Fox body Mustangs were once plentiful on used car lots from coast to coast, but today unaltered and well-preserved examples are getting harder and harder to find. Prices are going nowhere but up, which makes their buttoned-up, black-tie cousins, the Lincoln Mark VII LSC, all the more attractive. Before critics point out that the two cars have an entirely different focus (and personality), let me point out the similarities: Both shared a common platform, both were powered by a 5.0-liter (302-cu.in.) Windsor V-8 producing 225 horsepower and 300 pound feet of torque, and both had engines up front driving the rear wheels. No, a Mark VII even in LSC (for Luxury Sports Car) trim won’t clean up at the drag strip, but that doesn’t make it any less enjoyable as a weekend driver for most. For roughly 2/3 the price of a comparably clean, late production Fox body Mustang, this $4,990 Lincoln offers a lot to love.
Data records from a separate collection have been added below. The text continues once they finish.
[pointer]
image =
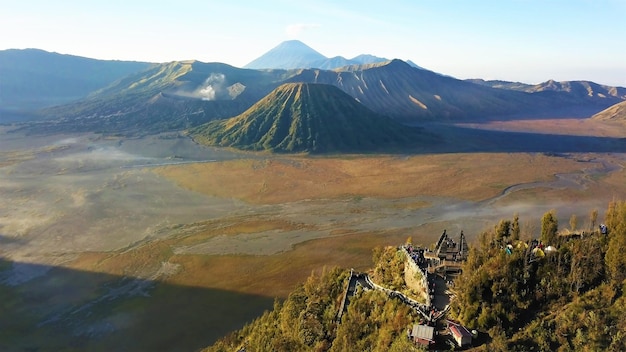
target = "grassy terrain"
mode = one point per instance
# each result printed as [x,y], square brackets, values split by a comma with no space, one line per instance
[277,180]
[205,296]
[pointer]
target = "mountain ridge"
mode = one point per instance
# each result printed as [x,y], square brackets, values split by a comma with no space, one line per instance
[309,118]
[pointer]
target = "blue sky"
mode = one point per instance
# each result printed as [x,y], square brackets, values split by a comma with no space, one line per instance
[516,40]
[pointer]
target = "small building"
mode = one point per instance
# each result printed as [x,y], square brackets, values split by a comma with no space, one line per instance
[461,335]
[423,334]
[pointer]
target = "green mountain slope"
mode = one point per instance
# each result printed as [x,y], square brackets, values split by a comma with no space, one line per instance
[313,118]
[616,112]
[169,96]
[412,94]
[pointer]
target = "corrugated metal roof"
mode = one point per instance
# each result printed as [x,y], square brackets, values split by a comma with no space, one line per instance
[423,332]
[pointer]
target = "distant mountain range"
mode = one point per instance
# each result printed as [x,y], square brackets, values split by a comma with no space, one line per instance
[313,118]
[293,54]
[578,89]
[131,97]
[616,112]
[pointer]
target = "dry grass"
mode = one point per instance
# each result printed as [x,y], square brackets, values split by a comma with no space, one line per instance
[572,127]
[280,180]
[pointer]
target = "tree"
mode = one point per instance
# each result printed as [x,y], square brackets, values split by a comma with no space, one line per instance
[515,229]
[593,218]
[573,221]
[503,230]
[615,259]
[549,227]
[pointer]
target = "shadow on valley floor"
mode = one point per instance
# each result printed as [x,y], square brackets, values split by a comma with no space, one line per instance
[61,309]
[457,139]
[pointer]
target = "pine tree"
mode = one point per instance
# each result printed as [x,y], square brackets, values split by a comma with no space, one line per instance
[549,227]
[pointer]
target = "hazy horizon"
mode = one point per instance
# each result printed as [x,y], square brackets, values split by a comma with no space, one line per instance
[528,41]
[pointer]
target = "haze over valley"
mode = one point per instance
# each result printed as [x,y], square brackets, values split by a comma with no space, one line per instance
[161,206]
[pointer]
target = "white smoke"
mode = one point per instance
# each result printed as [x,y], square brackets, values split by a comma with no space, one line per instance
[211,87]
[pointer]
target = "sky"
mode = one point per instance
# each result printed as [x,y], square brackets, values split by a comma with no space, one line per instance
[529,41]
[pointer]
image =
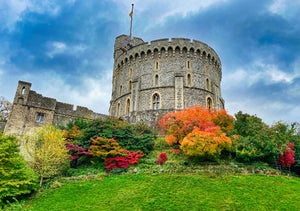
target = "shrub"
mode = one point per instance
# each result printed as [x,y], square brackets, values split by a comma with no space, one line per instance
[287,158]
[177,125]
[259,142]
[49,155]
[76,152]
[205,144]
[15,178]
[123,162]
[138,137]
[162,158]
[105,148]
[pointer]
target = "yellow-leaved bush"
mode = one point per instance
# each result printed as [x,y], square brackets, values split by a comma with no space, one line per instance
[207,144]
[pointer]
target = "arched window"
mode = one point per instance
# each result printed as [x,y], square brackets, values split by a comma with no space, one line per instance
[188,64]
[129,86]
[127,107]
[118,110]
[156,102]
[156,67]
[209,103]
[189,79]
[207,84]
[23,91]
[156,80]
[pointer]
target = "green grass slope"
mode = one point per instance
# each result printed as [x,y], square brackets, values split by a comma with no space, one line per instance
[173,192]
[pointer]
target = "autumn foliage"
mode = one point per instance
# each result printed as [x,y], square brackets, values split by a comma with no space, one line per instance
[177,125]
[206,144]
[162,158]
[199,130]
[288,157]
[123,161]
[105,148]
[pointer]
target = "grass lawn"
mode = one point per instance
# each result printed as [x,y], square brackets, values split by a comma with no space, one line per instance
[173,192]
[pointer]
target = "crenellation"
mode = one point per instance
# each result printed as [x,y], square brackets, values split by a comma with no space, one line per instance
[161,73]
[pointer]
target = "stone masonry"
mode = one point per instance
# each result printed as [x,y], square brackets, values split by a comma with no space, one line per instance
[31,110]
[152,79]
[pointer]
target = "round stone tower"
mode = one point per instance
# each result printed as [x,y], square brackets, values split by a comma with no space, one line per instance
[152,79]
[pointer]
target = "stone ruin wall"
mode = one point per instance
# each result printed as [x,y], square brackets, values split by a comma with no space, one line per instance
[135,73]
[28,105]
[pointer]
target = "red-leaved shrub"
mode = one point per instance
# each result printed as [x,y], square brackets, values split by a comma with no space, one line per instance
[122,161]
[75,151]
[162,158]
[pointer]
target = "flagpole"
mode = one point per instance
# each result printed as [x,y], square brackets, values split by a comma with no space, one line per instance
[131,23]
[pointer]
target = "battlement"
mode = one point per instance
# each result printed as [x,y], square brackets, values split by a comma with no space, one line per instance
[140,48]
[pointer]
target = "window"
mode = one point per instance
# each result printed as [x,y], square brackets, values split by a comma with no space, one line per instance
[23,91]
[127,107]
[156,80]
[156,66]
[156,101]
[207,84]
[40,117]
[118,110]
[188,65]
[209,103]
[189,79]
[129,85]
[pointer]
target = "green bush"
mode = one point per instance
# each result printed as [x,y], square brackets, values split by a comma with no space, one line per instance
[259,142]
[132,137]
[15,178]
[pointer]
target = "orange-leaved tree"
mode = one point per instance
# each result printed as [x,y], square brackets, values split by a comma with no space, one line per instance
[177,125]
[205,144]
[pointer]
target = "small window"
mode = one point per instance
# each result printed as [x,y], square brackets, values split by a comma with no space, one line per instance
[156,102]
[188,65]
[209,103]
[189,79]
[156,66]
[127,107]
[118,110]
[207,84]
[156,80]
[23,91]
[129,86]
[40,117]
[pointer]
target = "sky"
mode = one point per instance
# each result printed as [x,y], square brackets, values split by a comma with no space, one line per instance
[65,48]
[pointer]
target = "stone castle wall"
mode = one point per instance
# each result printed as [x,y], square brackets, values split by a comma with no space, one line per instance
[181,72]
[2,125]
[32,110]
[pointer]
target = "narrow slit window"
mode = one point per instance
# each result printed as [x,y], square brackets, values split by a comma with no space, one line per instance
[189,80]
[40,117]
[127,107]
[156,65]
[156,102]
[156,80]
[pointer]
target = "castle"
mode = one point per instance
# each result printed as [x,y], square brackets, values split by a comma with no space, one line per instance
[149,80]
[152,79]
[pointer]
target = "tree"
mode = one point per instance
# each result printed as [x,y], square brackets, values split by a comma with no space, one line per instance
[5,108]
[49,155]
[177,125]
[15,178]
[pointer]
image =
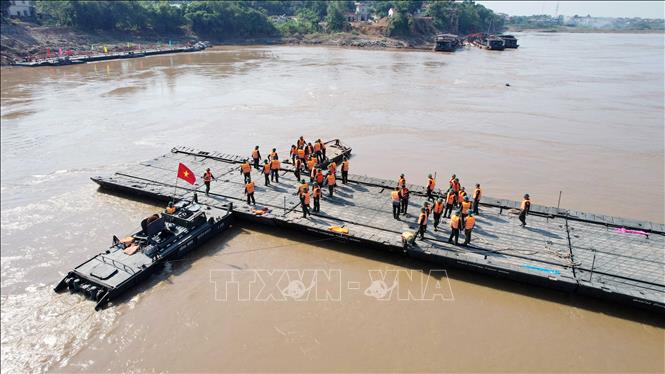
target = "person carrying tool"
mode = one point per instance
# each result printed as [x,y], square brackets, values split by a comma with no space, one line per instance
[316,193]
[431,183]
[274,169]
[331,181]
[455,224]
[246,170]
[345,170]
[304,201]
[256,157]
[249,191]
[477,195]
[266,172]
[395,197]
[422,222]
[525,207]
[438,211]
[469,224]
[450,203]
[405,199]
[207,178]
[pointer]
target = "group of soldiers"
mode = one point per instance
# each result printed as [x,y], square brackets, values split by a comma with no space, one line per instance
[454,204]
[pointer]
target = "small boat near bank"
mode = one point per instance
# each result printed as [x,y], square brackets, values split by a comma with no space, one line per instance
[131,260]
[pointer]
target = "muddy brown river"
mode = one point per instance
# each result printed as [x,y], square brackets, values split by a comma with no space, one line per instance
[582,114]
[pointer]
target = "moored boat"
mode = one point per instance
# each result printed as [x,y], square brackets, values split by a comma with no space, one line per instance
[131,260]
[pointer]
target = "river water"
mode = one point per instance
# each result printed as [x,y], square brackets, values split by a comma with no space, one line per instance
[583,114]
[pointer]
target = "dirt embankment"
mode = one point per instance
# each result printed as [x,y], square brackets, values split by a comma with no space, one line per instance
[21,40]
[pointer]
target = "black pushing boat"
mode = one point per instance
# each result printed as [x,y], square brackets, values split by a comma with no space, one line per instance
[133,259]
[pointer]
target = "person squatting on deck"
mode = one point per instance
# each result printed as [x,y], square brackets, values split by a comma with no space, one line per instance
[246,170]
[455,224]
[525,207]
[274,169]
[249,191]
[396,199]
[256,157]
[207,178]
[422,222]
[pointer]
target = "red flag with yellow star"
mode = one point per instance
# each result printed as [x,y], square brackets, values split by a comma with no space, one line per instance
[185,173]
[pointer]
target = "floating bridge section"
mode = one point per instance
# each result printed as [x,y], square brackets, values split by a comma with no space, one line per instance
[574,251]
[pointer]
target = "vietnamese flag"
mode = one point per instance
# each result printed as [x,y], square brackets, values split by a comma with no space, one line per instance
[185,173]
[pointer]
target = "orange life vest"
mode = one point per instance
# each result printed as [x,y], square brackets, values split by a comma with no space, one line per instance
[469,222]
[454,222]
In 1993, Pontiac introduced the fourth generation of the Firebird, which would (sadly) go on to be the last. Like their Camaro cousins, Firebirds of this generation have yet to become truly collectible, but as the supply dwindles, that may begin to change. For $4,600, the next owner of this 1995 Pontiac Trans Am will have an enjoyable and low-mileage weekend driver that requires a bit of cosmetic and interior work to make show worthy. There’s no guarantee that it will appreciate in value, but there’s no guarantee a 401K or IRA will, either, and at least you can drive the Poncho.
This NYPD livery Crown Vic already has an impressive screen resume, with claimed appearances in everything from commercials and television shows to feature films. The next owner can probably make money renting the Ford out for similar purposes, though the window of opportunity for this may be closing (only to reopen once the car becomes “vintage”). For $4,500 the next owner need just invest in a set of tires to have an interesting show car, though it would be advisable to check local laws before driving it on the street.
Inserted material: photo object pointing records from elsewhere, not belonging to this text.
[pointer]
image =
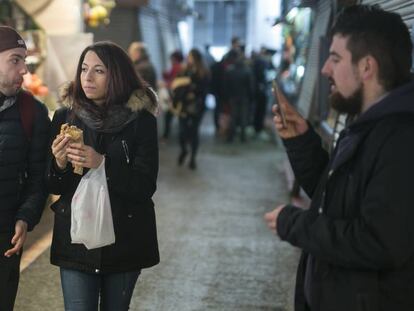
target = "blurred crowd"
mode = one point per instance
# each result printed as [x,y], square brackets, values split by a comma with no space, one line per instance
[238,86]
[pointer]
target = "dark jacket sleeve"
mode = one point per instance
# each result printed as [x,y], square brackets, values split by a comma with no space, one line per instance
[137,182]
[34,195]
[58,181]
[307,158]
[382,235]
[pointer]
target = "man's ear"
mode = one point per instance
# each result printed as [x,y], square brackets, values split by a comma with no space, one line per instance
[368,68]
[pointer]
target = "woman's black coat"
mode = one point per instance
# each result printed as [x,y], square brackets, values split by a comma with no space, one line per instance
[131,167]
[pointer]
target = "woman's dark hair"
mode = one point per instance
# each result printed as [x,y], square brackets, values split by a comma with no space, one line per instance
[122,78]
[381,34]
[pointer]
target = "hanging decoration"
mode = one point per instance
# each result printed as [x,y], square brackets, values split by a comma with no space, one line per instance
[96,12]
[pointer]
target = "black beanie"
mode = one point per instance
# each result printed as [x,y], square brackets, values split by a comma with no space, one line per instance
[10,39]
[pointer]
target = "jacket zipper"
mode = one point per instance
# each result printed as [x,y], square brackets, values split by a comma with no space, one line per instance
[126,151]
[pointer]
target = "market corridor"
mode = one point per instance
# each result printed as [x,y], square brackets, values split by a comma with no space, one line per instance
[216,252]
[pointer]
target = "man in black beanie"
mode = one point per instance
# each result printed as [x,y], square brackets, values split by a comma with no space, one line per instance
[24,129]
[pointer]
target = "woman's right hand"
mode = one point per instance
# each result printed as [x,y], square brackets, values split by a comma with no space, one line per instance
[296,125]
[59,146]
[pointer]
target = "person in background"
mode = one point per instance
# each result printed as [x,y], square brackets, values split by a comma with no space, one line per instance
[189,94]
[208,58]
[238,85]
[176,59]
[115,109]
[22,162]
[259,67]
[143,66]
[357,236]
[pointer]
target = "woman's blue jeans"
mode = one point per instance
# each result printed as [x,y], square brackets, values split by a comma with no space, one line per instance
[81,291]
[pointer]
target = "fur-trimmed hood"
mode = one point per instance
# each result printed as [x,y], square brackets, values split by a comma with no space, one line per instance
[115,117]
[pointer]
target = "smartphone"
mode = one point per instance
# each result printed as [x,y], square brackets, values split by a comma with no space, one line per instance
[276,93]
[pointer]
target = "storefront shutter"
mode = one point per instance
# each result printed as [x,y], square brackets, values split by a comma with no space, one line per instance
[403,7]
[150,33]
[313,65]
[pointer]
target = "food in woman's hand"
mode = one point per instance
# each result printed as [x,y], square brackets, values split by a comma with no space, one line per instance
[76,135]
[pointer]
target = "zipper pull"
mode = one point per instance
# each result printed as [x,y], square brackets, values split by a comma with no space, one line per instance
[126,151]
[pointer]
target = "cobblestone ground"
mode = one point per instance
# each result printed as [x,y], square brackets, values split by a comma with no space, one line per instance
[216,252]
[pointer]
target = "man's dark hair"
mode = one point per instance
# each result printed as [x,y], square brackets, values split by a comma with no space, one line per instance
[122,77]
[177,56]
[381,34]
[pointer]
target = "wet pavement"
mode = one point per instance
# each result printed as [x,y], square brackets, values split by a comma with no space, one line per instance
[216,252]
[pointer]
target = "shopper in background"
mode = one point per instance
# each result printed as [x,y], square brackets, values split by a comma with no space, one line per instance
[176,59]
[357,236]
[189,95]
[115,110]
[142,62]
[24,132]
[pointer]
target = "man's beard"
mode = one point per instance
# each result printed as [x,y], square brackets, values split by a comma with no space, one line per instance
[351,105]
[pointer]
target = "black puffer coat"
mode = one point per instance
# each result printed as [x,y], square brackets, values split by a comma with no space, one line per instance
[358,235]
[131,168]
[22,165]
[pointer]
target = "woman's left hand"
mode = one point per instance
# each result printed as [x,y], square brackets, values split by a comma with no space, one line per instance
[84,155]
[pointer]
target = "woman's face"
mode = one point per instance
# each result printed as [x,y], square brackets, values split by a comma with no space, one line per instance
[93,78]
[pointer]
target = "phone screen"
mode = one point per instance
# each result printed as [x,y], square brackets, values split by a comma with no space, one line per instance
[277,95]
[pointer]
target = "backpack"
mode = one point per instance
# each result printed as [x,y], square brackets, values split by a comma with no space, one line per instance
[26,103]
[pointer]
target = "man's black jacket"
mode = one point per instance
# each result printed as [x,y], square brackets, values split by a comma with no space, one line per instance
[22,165]
[358,235]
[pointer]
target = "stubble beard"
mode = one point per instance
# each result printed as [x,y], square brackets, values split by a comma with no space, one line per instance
[351,105]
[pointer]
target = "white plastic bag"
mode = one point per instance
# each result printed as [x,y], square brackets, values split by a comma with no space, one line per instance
[91,211]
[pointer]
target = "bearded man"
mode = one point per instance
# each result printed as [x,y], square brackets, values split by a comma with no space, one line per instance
[357,237]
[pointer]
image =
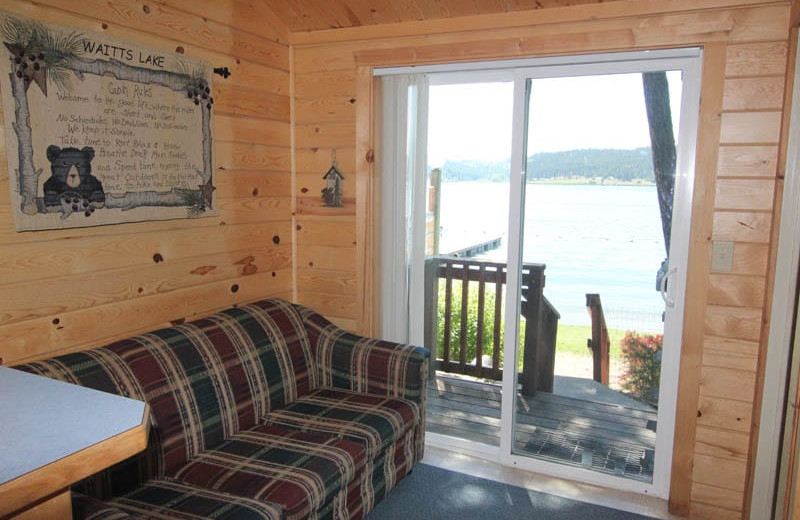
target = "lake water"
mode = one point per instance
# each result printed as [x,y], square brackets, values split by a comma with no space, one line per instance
[593,239]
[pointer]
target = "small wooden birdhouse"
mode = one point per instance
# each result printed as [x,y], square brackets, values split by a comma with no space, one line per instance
[332,193]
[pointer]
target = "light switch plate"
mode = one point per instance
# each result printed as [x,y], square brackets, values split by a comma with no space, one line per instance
[721,256]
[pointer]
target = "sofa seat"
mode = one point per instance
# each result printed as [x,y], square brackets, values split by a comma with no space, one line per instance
[169,500]
[301,471]
[373,421]
[264,411]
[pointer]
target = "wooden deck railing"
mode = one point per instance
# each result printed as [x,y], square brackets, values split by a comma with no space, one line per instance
[599,343]
[540,321]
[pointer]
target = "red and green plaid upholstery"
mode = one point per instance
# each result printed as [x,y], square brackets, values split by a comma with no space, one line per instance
[168,500]
[254,464]
[260,411]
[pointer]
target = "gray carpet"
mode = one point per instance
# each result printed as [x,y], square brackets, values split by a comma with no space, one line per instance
[432,493]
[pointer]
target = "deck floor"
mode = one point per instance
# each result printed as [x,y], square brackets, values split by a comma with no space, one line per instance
[610,438]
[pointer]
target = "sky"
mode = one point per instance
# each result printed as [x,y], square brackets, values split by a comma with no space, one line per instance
[473,121]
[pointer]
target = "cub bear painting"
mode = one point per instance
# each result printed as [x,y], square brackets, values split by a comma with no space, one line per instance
[72,187]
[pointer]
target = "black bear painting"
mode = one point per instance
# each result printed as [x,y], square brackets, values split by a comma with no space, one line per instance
[72,188]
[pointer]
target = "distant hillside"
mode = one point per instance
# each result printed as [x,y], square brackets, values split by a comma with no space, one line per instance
[626,165]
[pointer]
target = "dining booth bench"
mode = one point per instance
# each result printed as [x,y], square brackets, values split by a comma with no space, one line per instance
[261,411]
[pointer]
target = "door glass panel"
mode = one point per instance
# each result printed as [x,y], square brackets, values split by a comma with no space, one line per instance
[469,149]
[594,253]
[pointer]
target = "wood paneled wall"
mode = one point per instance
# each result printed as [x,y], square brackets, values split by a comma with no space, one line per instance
[738,173]
[81,287]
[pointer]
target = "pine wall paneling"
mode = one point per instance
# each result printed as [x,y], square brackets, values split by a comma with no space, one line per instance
[741,119]
[84,287]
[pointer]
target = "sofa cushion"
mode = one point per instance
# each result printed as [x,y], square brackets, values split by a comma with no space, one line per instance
[371,420]
[204,381]
[167,500]
[303,472]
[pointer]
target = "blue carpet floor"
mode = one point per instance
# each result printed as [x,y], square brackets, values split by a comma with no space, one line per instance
[432,493]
The Mercedes-Benz W126 bears the distinction of being both the best-selling and longest produced of the brand’s premium S-Class models. Built from 1979-’92, the W126 came with a wide array of engines, including high-performance 5.0 and 5.5-liter V-8s. The most popular model, however, came powered by a 3.0-liter inline six that was still good for 177 horsepower and 188 pound-feet of torque, like this example from the penultimate year of production. Yes, it’s racked up the miles over the years, but has reportedly been serviced by the selling dealership throughout its life. For $4,900, this S-Class may not be a blue chip investment, but it will likely deliver many more years of comfort and reliability, without fear of depreciation.
Based upon the civilian Jeep Gladiator and built from 1967-‘69, the Kaiser 715 series (including the 725 ambulance) replaced the aging Dodge M37 in military motor pools. Counting all variants, over 33,000 examples were produced, and many went on to equally hard lives after their days in uniform were done. This example, now wearing a maroon and white civilian livery, appears to be reasonably well-preserved and ready for conversion to a go-anywhere camper, back road work truck, or zombie apocalypse bug-out vehicle. As long as the driver isn’t in a particular hurry, these Jeeps will go just about anywhere, and after 48 years, any issues with the 231-cu.in Tornado inline six have long since been sorted. Compared to the price of a fixed bomb shelter, buying a mobile one for $3,000 could prove to be money well spent.